Kraken Robotics Aktie: 24. Juni beschließt Omnibus-Plan
26.06.2026 - 20:50:02 | boerse-global.de
Die Hauptversammlung von Kraken Robotics ist durch. Die Aktionäre des kanadischen Unternehmens für maritime Robotertechnik haben am 24. Juni alle Tagesordnungspunkte gebilligt. Dazu gehören ein neues Vergütungssystem für Führungskräfte und die Wiederbestellung der Wirtschaftsprüfer.

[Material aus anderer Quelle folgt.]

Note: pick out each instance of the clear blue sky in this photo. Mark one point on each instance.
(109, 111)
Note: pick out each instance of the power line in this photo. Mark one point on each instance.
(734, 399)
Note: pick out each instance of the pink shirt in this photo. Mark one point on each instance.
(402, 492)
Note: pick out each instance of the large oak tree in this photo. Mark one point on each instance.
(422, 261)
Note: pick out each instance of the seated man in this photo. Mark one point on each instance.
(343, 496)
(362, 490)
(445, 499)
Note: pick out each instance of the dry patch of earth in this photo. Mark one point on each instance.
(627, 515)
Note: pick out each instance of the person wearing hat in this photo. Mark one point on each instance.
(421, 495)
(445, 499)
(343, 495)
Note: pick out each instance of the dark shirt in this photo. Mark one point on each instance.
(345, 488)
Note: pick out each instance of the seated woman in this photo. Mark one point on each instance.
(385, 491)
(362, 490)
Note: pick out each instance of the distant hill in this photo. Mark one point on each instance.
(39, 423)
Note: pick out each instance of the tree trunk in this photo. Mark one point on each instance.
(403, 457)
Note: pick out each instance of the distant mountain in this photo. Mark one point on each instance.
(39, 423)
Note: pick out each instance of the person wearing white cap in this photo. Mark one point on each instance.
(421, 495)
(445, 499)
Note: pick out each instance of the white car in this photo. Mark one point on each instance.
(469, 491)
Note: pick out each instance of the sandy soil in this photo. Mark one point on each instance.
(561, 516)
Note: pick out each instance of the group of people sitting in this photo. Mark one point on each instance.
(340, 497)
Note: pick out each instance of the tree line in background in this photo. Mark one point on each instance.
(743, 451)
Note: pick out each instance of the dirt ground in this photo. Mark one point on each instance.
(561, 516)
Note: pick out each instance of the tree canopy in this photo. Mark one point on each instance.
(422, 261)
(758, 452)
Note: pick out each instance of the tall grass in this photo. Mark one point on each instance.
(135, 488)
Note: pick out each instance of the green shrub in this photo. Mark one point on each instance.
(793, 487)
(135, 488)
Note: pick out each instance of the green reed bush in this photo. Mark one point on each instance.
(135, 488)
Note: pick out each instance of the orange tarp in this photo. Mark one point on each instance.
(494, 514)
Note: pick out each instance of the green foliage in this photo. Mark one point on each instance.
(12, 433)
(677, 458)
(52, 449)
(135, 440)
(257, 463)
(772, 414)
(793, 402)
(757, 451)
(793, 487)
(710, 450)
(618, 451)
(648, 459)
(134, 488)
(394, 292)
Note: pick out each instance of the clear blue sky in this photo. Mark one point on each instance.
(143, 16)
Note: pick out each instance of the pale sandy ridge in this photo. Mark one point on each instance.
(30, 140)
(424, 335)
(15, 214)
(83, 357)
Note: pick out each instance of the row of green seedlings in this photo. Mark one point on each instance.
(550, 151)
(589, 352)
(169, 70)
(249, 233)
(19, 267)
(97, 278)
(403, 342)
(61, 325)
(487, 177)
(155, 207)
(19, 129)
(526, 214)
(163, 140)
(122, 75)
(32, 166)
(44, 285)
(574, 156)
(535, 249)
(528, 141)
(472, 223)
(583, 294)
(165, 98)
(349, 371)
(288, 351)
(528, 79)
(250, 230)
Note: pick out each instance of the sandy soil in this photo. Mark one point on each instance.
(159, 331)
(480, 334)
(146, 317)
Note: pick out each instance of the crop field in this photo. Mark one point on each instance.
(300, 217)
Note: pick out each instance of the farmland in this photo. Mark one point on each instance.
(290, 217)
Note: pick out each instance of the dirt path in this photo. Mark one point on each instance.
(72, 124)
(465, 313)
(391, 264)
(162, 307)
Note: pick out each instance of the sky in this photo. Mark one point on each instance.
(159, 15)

An der Versammlung nahmen knapp 133,6 Millionen Aktien teil. Das entspricht rund 43,5 Prozent aller ausgegebenen Stimmrechte. Sieben Kandidaten wurden in den Verwaltungsrat gewählt.
Neues Anreizsystem
Die Zustimmung zum sogenannten „Omnibus Incentive Plan" ist der zentrale Beschluss. Das Modell ist ein rollierendes Aktienvergütungsprogramm. Es reserviert bis zu zehn Prozent der ausgegebenen Aktien für Optionen und andere Beteiligungsinstrumente.

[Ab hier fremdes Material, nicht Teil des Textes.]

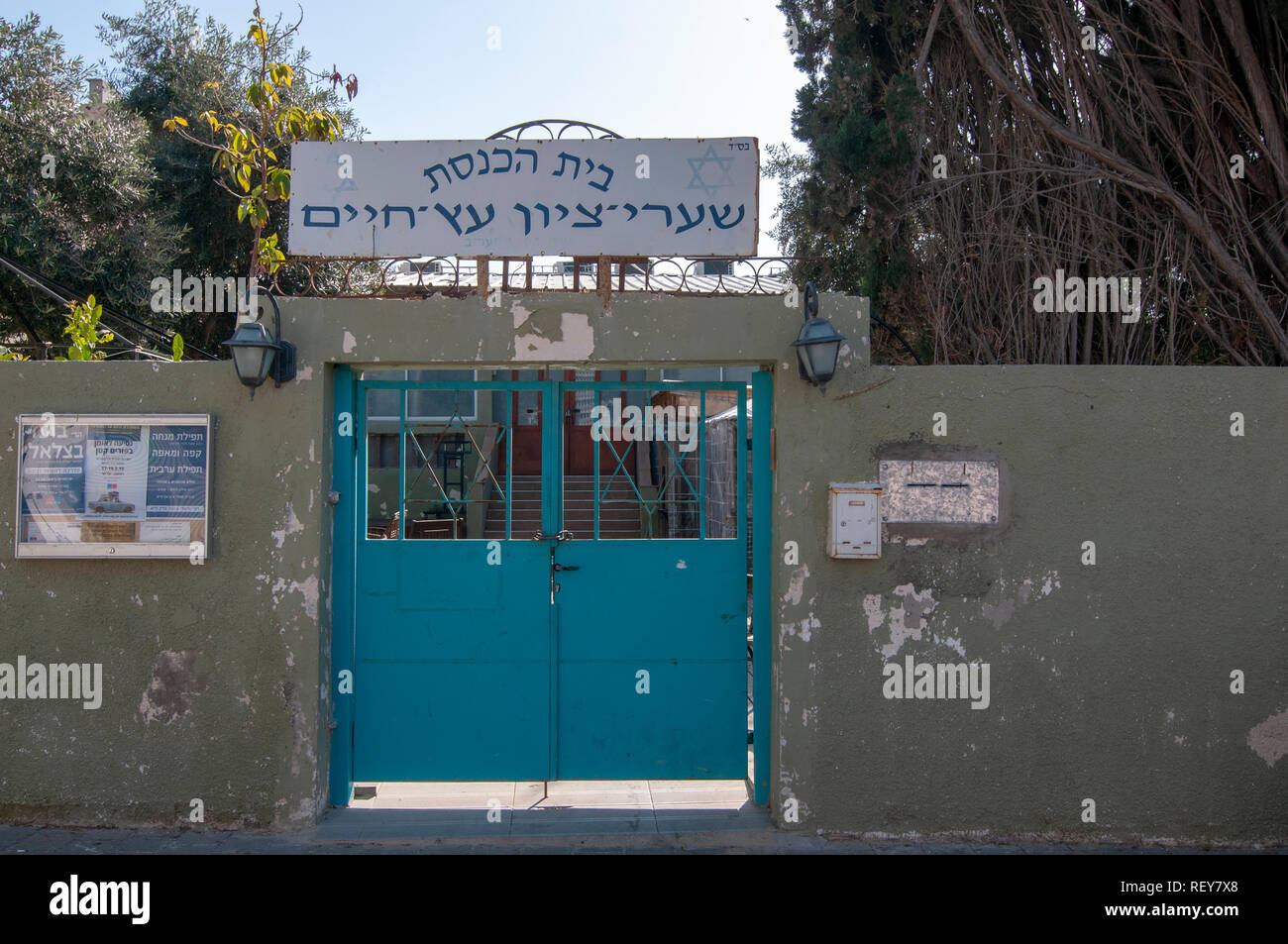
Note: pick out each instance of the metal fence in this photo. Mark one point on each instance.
(458, 277)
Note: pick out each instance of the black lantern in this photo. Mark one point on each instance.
(816, 346)
(257, 355)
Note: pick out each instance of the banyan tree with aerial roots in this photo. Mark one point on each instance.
(964, 157)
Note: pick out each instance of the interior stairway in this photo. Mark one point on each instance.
(618, 509)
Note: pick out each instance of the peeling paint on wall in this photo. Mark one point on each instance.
(1269, 739)
(291, 526)
(797, 588)
(907, 618)
(553, 335)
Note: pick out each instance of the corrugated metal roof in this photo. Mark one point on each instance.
(671, 279)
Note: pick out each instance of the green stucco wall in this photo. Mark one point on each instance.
(1109, 682)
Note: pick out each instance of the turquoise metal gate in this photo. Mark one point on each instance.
(524, 610)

Konkret können künftig Aktienoptionen, gesperrte Aktieneinheiten (RSUs), Performance-Aktien (PSUs) und aufgeschobene Aktieneinheiten (DSUs) ausgegeben werden. Die endgültige Freigabe durch die Börsenaufsicht TSX Venture Exchange steht noch aus. Solche Pläne sollen die Interessen von Management und Belegschaft mit denen der Aktionäre gleichschalten – ein Standardinstrument in wettbewerbsintensiven Technologiebereichen.
Bilanz und Akquisition
Die Hauptversammlung ist nur ein Teil der aktuellen Unternehmensgeschichte. Im April hatte Kraken die Quartalszahlen vorgelegt. Der konsolidierte Umsatz stieg im Jahresvergleich um 35 Prozent auf 21,7 Millionen Dollar. Besonders das Produktgeschäft zog an: plus 50 Prozent, getrieben von Unterwasserbatterien und Sonar-Systemen.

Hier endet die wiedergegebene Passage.